In order to complete the internship required for graduation, Gibbs made the decision to hang up her cleats and pick up her cap and gown. Her decision to discontinue playing softball was the beginning of a new transition which Gibbs described as a time where she could find a new identity for herself, meet new people and grow just as strong academically as she had athletically.
“Coach Myers’ leadership style keeps every member of the team involved, whether you’re in the dugout or on the field,” she said. “He always relied on me to lead the team on and off the field, and now I plan to carry those leadership skills to my work as a graduate student. I have had the honor to work closely with SERC Professors Shippen, Hinton and Flores. Thanks to their mentorship, I have two manuscripts under review and one in preparation. To be successful in this field you must learn to be an excellent teacher and researcher, and then publish your findings. Our special education faculty are doing a great job to teach me every step of the process.”
One of Gibbs’ professional goals is to work with young people in detention facilities and prisons. To that end, she has recently prepared to implement a motivational curriculum that she believes will lead to a lower incidence of youth incarceration. It is well known that many people who are incarcerated have some sort of disability. Gibbs believes that if young people involved in the school-to-prison pipeline learn to set proper goals and action plans, they will end up in a better place.
“Wanting to have a career in research and training in this area might sound odd to many people, but it comes naturally,” she said. “My dad served youth from a detention facility, and I have been inspired by him to help others. I have always liked finding a way to make a ‘no’ become a ‘yes.’ In fact, my personal motto is ‘Swim against the current!’”
While Gibbs is no longer on the field with Auburn’s highly ranked softball team, she is still an integral part of the program. The four-time SEC Academic All-American and SEC Community Service Award winner is a key member of the Auburn softball broadcast team.

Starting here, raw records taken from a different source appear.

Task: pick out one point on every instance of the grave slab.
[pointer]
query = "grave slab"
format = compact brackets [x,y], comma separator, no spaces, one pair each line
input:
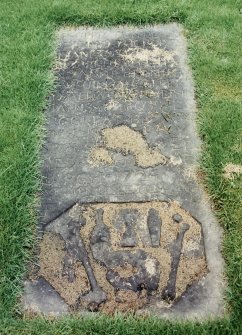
[124,223]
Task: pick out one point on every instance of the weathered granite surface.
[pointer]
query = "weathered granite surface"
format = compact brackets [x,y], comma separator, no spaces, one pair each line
[124,223]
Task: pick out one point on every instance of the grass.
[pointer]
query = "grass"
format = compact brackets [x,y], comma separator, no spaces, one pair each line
[27,27]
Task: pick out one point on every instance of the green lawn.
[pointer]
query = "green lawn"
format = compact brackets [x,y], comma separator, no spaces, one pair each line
[27,28]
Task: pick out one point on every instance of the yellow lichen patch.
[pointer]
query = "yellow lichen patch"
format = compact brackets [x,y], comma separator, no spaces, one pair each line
[126,301]
[154,55]
[232,170]
[51,262]
[100,156]
[128,141]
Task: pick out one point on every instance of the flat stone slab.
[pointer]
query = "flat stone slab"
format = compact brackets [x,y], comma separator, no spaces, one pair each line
[124,224]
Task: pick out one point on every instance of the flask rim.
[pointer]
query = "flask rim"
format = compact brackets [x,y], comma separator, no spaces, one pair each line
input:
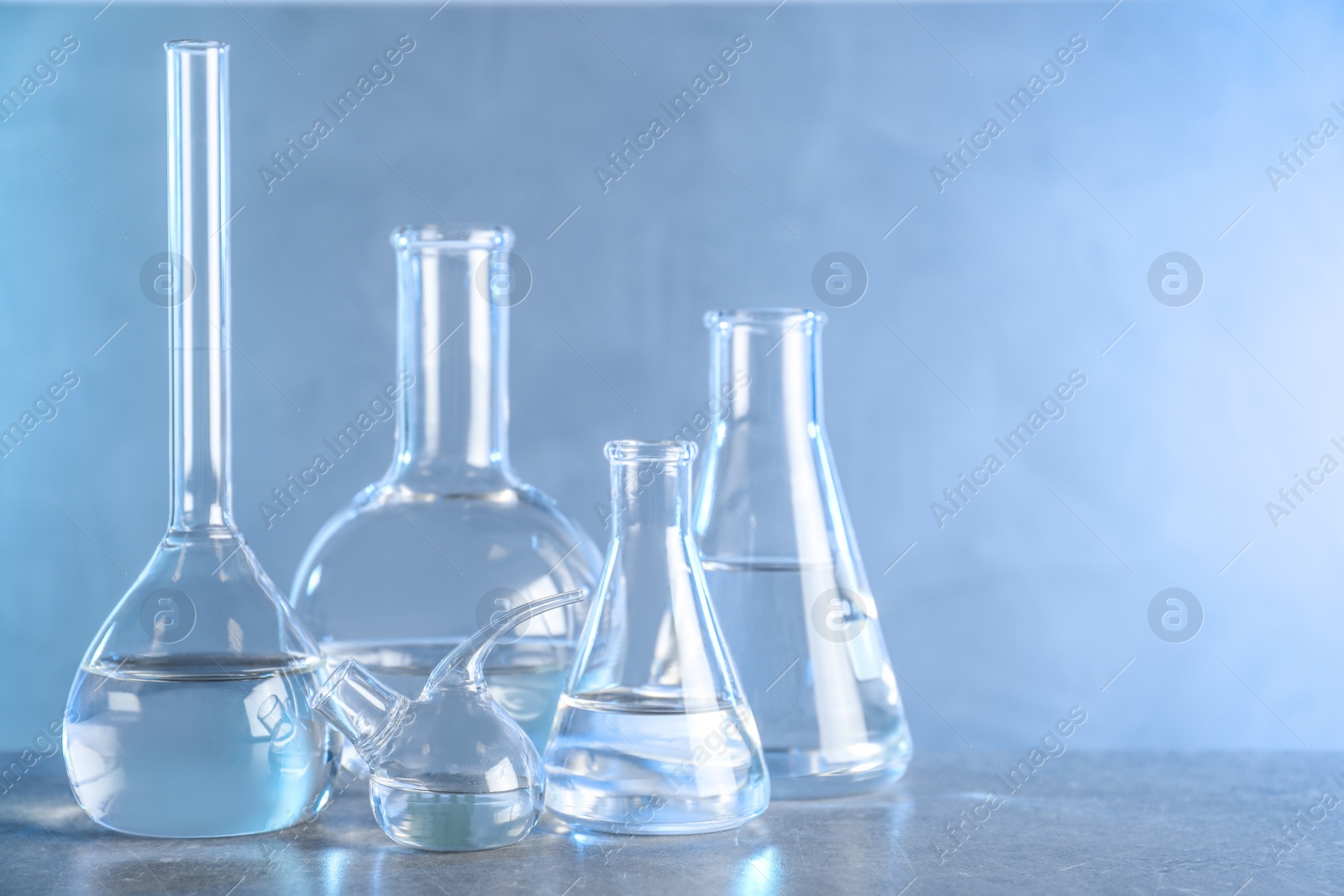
[674,450]
[764,317]
[192,45]
[465,237]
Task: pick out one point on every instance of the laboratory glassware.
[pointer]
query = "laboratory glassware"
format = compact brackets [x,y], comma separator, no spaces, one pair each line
[450,535]
[449,770]
[190,714]
[652,735]
[784,567]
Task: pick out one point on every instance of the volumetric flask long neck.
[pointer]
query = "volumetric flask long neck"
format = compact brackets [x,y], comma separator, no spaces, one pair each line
[452,338]
[198,244]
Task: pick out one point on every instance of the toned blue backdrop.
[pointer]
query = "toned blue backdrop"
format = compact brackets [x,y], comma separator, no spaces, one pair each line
[988,284]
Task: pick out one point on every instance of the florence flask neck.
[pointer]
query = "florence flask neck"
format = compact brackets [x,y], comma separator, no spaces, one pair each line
[452,351]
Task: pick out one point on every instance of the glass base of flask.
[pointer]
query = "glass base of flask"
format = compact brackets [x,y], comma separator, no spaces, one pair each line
[810,774]
[175,747]
[652,768]
[423,819]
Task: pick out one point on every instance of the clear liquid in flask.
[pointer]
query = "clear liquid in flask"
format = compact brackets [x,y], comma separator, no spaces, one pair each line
[823,694]
[198,746]
[625,763]
[414,815]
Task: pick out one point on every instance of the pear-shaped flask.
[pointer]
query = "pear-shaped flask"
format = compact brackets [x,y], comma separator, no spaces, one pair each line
[450,770]
[654,735]
[450,537]
[784,567]
[190,715]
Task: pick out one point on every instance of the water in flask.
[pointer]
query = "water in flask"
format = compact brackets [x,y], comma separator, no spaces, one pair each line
[822,703]
[198,746]
[690,770]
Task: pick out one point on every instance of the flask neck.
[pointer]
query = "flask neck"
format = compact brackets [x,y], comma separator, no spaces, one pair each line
[651,547]
[452,338]
[651,496]
[765,371]
[198,242]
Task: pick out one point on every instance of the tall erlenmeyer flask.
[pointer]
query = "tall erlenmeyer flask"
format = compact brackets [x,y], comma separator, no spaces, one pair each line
[450,537]
[190,715]
[784,567]
[654,735]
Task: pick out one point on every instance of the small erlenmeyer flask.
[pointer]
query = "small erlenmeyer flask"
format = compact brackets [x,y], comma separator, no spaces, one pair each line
[784,567]
[190,715]
[652,735]
[450,537]
[449,770]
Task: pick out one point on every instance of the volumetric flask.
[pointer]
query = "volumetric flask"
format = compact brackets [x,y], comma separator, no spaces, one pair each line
[784,567]
[190,715]
[450,537]
[654,735]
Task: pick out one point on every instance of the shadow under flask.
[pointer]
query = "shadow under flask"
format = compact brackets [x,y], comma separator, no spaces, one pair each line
[449,770]
[450,537]
[784,566]
[654,735]
[190,715]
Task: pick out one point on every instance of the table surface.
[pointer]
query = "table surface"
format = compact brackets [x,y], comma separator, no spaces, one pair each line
[1084,822]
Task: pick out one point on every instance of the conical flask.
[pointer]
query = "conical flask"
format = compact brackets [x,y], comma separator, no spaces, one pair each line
[784,567]
[450,537]
[449,770]
[654,735]
[190,715]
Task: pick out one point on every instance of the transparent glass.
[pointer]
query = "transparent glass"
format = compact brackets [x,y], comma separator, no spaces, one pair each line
[784,567]
[450,770]
[450,537]
[190,714]
[652,735]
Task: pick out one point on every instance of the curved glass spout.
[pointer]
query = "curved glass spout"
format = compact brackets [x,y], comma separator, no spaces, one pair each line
[465,667]
[450,770]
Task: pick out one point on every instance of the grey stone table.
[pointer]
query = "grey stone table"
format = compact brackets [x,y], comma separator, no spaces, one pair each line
[958,822]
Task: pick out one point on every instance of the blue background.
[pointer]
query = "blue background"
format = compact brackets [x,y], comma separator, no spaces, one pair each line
[1023,269]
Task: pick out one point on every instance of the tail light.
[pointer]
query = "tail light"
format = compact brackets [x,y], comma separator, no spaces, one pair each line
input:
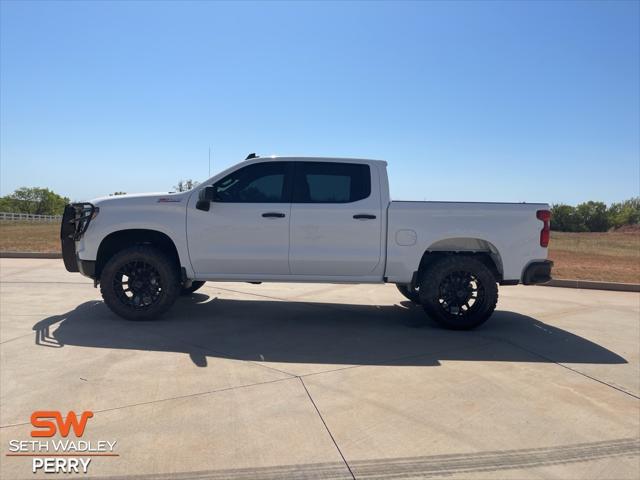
[545,216]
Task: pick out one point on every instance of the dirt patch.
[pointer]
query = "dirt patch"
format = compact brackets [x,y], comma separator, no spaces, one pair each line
[609,256]
[29,237]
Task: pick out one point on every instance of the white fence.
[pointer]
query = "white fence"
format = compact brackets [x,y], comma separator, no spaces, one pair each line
[28,217]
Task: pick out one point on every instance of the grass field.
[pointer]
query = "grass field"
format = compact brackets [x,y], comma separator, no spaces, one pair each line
[611,256]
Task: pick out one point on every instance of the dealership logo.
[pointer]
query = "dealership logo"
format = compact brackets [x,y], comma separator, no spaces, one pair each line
[68,454]
[48,428]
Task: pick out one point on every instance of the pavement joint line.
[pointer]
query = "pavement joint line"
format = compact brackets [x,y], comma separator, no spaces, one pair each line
[327,428]
[16,338]
[295,300]
[168,399]
[395,359]
[549,359]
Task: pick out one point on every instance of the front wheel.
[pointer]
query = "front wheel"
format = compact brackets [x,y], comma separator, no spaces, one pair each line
[458,292]
[139,283]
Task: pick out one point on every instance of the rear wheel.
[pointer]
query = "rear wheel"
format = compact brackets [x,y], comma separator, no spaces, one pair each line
[409,292]
[458,292]
[189,290]
[139,283]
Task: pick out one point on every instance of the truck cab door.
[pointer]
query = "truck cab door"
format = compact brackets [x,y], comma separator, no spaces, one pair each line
[246,229]
[336,220]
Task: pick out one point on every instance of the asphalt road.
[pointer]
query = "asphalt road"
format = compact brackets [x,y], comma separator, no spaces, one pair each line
[324,381]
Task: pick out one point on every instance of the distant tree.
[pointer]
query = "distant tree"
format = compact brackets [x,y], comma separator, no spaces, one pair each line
[34,200]
[594,216]
[185,185]
[565,218]
[624,213]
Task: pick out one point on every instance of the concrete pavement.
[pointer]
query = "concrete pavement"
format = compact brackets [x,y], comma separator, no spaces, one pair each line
[324,381]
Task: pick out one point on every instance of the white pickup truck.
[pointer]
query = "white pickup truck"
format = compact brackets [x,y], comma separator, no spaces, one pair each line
[291,219]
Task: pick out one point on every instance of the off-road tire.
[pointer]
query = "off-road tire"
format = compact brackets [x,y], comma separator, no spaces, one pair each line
[410,293]
[139,260]
[450,280]
[194,286]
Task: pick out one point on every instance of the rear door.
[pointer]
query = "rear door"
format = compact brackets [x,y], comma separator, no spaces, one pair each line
[336,219]
[246,230]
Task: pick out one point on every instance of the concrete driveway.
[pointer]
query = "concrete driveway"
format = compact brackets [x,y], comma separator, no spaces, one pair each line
[324,381]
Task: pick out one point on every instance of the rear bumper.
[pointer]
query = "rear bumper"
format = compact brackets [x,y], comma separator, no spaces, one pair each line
[537,272]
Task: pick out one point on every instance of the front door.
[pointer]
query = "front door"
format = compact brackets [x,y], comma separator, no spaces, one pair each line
[336,220]
[246,230]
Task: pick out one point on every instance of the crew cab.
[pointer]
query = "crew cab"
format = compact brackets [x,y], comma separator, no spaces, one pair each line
[292,219]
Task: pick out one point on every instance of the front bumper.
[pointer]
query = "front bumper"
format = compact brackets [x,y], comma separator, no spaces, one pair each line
[537,272]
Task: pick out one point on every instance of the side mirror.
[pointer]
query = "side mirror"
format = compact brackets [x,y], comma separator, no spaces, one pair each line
[205,198]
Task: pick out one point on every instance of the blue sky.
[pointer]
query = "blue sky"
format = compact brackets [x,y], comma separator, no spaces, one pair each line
[493,101]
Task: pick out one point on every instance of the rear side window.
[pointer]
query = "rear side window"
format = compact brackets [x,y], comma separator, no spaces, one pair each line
[257,183]
[329,182]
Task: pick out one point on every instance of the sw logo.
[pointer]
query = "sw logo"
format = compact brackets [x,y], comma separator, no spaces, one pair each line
[60,455]
[45,427]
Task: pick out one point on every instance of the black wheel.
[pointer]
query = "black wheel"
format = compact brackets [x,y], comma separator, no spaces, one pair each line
[139,283]
[458,292]
[410,293]
[189,290]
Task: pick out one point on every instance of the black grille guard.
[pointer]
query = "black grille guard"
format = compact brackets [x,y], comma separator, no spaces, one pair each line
[75,221]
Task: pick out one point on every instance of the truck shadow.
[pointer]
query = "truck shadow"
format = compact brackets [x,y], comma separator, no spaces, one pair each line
[320,333]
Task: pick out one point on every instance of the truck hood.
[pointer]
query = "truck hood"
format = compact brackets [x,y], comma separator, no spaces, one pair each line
[141,199]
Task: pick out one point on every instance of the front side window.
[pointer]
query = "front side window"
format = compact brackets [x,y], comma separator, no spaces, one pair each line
[330,182]
[257,183]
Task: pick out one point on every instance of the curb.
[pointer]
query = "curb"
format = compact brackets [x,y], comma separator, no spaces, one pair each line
[30,255]
[593,285]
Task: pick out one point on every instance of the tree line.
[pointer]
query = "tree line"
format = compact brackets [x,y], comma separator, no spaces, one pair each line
[586,217]
[595,216]
[42,201]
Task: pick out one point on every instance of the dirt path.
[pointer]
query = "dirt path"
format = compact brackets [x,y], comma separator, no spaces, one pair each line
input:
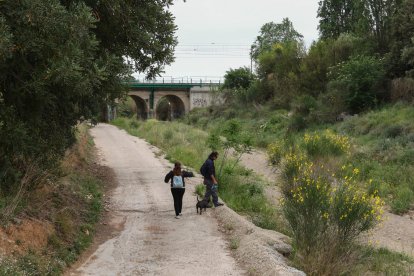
[395,233]
[152,241]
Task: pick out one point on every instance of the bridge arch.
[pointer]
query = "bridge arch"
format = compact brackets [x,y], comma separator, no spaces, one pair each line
[141,107]
[169,107]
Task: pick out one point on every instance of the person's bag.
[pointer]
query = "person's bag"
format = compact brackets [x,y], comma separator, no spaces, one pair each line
[203,169]
[178,181]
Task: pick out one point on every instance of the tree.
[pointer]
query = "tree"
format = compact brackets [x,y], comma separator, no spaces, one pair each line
[279,72]
[402,33]
[63,60]
[272,33]
[360,77]
[338,16]
[237,78]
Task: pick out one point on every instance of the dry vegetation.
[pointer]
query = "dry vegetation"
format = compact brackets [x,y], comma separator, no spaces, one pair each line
[53,217]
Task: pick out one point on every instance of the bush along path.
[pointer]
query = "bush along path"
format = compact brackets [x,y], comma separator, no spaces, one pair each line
[394,232]
[245,192]
[152,240]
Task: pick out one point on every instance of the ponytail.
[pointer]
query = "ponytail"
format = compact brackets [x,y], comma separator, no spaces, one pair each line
[177,168]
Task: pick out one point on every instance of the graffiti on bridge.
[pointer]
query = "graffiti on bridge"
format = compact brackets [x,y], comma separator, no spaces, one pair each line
[200,102]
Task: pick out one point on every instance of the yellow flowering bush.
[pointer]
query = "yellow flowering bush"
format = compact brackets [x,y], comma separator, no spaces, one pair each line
[325,143]
[326,214]
[292,164]
[275,153]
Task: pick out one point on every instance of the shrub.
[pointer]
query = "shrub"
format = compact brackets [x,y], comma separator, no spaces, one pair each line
[326,215]
[402,89]
[359,77]
[274,153]
[325,143]
[402,201]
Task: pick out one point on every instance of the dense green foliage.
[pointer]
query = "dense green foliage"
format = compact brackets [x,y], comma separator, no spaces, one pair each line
[61,61]
[242,190]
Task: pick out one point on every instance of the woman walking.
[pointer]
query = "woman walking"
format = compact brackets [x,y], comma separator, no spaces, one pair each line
[176,177]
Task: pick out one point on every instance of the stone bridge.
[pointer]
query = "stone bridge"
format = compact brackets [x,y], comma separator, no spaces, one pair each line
[166,101]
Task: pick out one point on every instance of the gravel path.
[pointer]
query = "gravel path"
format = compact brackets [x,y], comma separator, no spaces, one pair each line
[153,241]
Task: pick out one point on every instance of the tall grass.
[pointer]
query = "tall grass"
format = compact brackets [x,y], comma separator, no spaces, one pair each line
[71,202]
[239,188]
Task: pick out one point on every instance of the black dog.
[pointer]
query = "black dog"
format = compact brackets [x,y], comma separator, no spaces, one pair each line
[203,204]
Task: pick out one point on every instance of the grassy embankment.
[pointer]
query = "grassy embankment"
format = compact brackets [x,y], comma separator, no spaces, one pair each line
[382,143]
[241,190]
[63,207]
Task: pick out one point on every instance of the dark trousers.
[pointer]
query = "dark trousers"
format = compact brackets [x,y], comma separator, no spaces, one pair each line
[178,194]
[210,191]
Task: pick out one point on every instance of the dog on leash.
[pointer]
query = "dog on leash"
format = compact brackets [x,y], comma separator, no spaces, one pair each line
[202,204]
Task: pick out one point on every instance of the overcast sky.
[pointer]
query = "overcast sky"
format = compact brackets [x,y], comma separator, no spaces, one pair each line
[216,35]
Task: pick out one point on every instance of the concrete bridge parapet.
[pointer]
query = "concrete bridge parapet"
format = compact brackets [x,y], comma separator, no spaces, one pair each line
[168,101]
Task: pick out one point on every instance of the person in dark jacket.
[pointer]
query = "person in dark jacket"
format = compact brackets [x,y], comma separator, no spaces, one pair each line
[176,177]
[210,180]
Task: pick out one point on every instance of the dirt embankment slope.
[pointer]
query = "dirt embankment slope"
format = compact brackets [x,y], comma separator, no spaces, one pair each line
[153,241]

“I am the color commentator for Auburn softball appearances on the SEC ESPN Network this year,” she said. “I had never done anything like this before, but it has been a privilege. Analyzing the game comes easy since I have been involved with softball all my life. Also, I had one of the best coaching staffs in the country to teach me for the past three years. I’ve really gotten positive feedback from my time in the booth, so that’s nice. Plus, I love Auburn so much! My uncle played football here under Pat Dye and my whole family is a passionate part of the Auburn Family. I want to do everything I can to help Auburn, even if it means swimming against the current! My post-softball goal in life is to earn a doctoral degree in special education. I am truly appreciative of all I have gained while at Auburn.”